By contrast, Tether said Alloy by Tether currently has a market capitalization of $1.2 million and is backed by 14.73 kilograms of gold worth around $2.2 million, based on Tether information from Alloy’s site. That disparity helps explain the stated rationale: while stablecoins remain Tether’s core business, the company is reallocating resources toward products it sees as attracting more liquidity and sustained participation.
Tether has also been leaning into tokenized gold strategically. Earlier this year, Cointelegraph reported that the market capitalization of tether’s gold token surged when gold hit record highs of a little over $5,300 per ounce, and that the token later pulled back after that peak. Tether also bought a 12% stake in precious metals platform Gold.com for $150 million in February, with plans to integrate XAUT into the platform.
Broader pullback: CNHT and EURT discontinued
Alloy’s wind-down is part of a broader pattern in 2025: Tether has shelved multiple stablecoin products. In February, the company announced it would discontinue its Chinese yuan stablecoin, CNHT, citing “evolving market conditions, low interest in the product, and limited sustained community demand” relative to other supported assets.
Later in the year, Tether wound down its euro stablecoin, EURT, pointing to European regulatory issues and stating that it wanted to direct attention toward other initiatives such as Hadron, its asset tokenization platform launched in 2024.
At the same time, Tether has not entirely stepped away from fiat-linked tokens. In May, it announced plans to launch a Georgian lari stablecoin (GELT) in cooperation with the government of Georgia.

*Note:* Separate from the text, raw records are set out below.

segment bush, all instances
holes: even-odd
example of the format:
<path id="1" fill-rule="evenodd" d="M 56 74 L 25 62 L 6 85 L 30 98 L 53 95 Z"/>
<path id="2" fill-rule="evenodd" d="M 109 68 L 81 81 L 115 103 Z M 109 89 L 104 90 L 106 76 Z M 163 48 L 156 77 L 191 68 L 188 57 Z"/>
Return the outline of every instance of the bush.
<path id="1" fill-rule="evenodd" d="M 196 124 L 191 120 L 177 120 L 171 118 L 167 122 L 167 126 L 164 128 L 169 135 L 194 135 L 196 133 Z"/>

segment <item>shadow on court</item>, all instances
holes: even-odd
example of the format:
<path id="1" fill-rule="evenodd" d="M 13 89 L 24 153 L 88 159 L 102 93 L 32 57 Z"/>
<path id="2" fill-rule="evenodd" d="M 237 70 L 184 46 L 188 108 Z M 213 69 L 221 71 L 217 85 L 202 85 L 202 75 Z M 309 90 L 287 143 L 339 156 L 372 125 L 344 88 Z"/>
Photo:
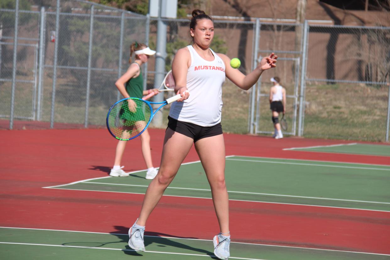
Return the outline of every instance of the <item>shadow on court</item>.
<path id="1" fill-rule="evenodd" d="M 114 227 L 116 229 L 116 230 L 110 232 L 110 233 L 118 237 L 119 239 L 118 242 L 123 242 L 127 243 L 129 241 L 129 236 L 127 235 L 129 228 L 123 226 L 115 226 Z M 120 232 L 120 233 L 118 233 Z M 196 239 L 197 239 L 196 237 L 178 237 L 173 236 L 168 234 L 165 234 L 157 232 L 146 232 L 144 235 L 144 243 L 145 247 L 146 248 L 146 251 L 147 251 L 147 247 L 149 245 L 155 243 L 157 246 L 160 247 L 172 247 L 178 248 L 181 248 L 186 250 L 203 253 L 210 256 L 214 256 L 214 253 L 212 252 L 210 252 L 206 250 L 201 248 L 197 248 L 192 246 L 190 246 L 185 244 L 178 242 L 170 239 L 168 237 L 170 237 L 172 238 L 182 238 Z M 138 252 L 136 251 L 128 251 L 132 249 L 128 246 L 126 246 L 126 249 L 127 249 L 124 251 L 123 252 L 126 255 L 142 255 Z"/>
<path id="2" fill-rule="evenodd" d="M 99 171 L 105 173 L 107 174 L 110 174 L 110 172 L 111 170 L 111 168 L 106 166 L 97 166 L 96 165 L 91 165 L 91 168 L 88 170 L 93 170 L 94 171 Z"/>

Taken together, the discontinuations suggest Tether is actively pruning products that do not meet internal benchmarks for sustained adoption or regulatory certainty, even if stablecoins remain the company’s core business. Alloy’s wind-down reinforces this approach by removing a specialized collateralized derivative product with comparatively small scale.
Going forward, investors and users should watch whether XAUT’s traction continues to translate into new demand for liquidity tooling around tokenized real-world assets—and whether Tether’s future stablecoin or tokenization launches similarly emphasize regulatory clarity and long-term liquidity, rather than short-lived product experiments.